We mostly watched TV and played Monopoly as the night passed, and later, a storm rolled in. It was not a particularly violent storm, but the youngest two were frightened by the thunder, wind, and the sound of the house groaning. A little frightened myself, I went through the house turning on every light in every room.
The entire time, I was picturing something black following and watching me, hovering just above and behind me as I walked from room to room. With my neck hairs bristling, I ran back to the others in the warmly lit living room, and as I sat on the floor the power went off. At that very moment, there was a bright flash of lightning by which we all saw each other, wide-eyed and pale-faced. It was a scene from a nightmare, and one of our cousins let out a soft high-pitched cry.

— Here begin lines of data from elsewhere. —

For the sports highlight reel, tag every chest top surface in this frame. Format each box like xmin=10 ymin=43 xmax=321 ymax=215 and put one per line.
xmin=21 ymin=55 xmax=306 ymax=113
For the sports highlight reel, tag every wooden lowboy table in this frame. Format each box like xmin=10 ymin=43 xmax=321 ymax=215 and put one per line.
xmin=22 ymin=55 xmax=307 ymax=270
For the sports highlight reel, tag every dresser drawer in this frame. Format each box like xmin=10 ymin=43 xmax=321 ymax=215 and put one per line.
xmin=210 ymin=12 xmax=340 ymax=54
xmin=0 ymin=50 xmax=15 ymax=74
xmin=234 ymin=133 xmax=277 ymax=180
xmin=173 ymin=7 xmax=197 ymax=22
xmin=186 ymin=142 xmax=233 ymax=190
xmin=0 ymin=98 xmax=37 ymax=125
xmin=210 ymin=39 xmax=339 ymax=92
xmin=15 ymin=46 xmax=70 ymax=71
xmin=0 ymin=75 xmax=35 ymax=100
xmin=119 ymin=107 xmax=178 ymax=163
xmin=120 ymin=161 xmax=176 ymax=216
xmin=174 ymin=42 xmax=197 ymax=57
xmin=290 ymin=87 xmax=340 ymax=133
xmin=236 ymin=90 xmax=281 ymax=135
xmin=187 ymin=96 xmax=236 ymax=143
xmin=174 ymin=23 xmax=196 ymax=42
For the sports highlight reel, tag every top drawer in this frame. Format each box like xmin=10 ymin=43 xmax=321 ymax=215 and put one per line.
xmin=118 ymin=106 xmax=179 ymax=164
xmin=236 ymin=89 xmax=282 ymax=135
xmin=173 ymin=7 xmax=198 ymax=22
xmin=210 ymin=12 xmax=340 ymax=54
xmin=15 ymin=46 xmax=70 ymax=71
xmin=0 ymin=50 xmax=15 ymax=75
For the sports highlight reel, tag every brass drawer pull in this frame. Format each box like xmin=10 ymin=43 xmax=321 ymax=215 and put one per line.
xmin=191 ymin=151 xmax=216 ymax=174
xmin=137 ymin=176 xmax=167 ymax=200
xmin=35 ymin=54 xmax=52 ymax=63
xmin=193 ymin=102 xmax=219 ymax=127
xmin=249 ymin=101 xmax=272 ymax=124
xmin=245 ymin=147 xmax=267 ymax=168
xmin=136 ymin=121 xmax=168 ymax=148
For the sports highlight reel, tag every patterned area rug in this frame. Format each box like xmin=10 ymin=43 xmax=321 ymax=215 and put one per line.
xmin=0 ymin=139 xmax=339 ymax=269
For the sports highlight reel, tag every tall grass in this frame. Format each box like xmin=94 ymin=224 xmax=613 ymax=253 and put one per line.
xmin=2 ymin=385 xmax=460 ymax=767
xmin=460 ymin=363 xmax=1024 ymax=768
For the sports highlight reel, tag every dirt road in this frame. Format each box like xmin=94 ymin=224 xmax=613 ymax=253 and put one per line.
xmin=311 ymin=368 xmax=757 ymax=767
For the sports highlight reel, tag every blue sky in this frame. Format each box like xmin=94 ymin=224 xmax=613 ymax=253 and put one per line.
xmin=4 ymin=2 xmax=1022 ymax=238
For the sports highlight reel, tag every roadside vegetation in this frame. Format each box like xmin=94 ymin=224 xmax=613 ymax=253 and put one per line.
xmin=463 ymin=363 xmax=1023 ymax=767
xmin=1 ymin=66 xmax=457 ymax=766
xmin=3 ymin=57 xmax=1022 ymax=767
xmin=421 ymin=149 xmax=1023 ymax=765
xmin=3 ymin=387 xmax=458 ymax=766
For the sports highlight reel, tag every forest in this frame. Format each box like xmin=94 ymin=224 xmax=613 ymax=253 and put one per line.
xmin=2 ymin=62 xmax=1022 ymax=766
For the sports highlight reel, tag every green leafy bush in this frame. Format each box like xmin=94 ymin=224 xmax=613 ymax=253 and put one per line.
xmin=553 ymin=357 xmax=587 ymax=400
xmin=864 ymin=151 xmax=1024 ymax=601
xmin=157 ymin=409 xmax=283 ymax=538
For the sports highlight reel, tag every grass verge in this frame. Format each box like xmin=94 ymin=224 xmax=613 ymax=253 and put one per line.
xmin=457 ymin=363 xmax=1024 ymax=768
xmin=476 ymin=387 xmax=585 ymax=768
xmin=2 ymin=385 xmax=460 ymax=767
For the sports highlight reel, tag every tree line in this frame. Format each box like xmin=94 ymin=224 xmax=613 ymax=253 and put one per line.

More lightning flashed and thunder cracked louder and louder. Occasionally the room was lit as if the morning sun streamed in, and we all saw each other in our fear. A real fear it was. Not just a childish fear of the storm and the dark, but the awful feeling I had earlier was on us all. We sat talking softly for a long time. The storm eventually calmed and the wind died down, but the house stayed dark.
Although there was still some lightning and distant rumbling, Mog decided that the break in the storm was the perfect opportunity to go to the toilet. None of us would go with him. He was terrified but bravely left the room alone. Within a few minutes we heard the toilet flush and seconds later, his bare feet slapping quickly across the kitchen floor and into the living room. He sat quietly on the carpet with us and I could hear him breathing heavily.
Another hour or so passed and the living room was suddenly lit from outside by the headlights of the family car arriving home. The grownups opened the door and came down the hall and into the kitchen where dad opened a cupboard and took matches and some candles. Soon the house was lit with dim, flickering light that threw dancing shadows up the walls and across the ceilings.
Our cousins left with their parents, my sister went to her own room, and my brother and I went to our room. As we lay in our beds falling asleep, he told me that on his way back from the toilet, there was a flash of lightning that lit up the hallway.
He described to me in great detail what he saw in that flash. The body of a little boy; dead and propped in a sitting position against the wall.
It was gone when another flash lit up the hall.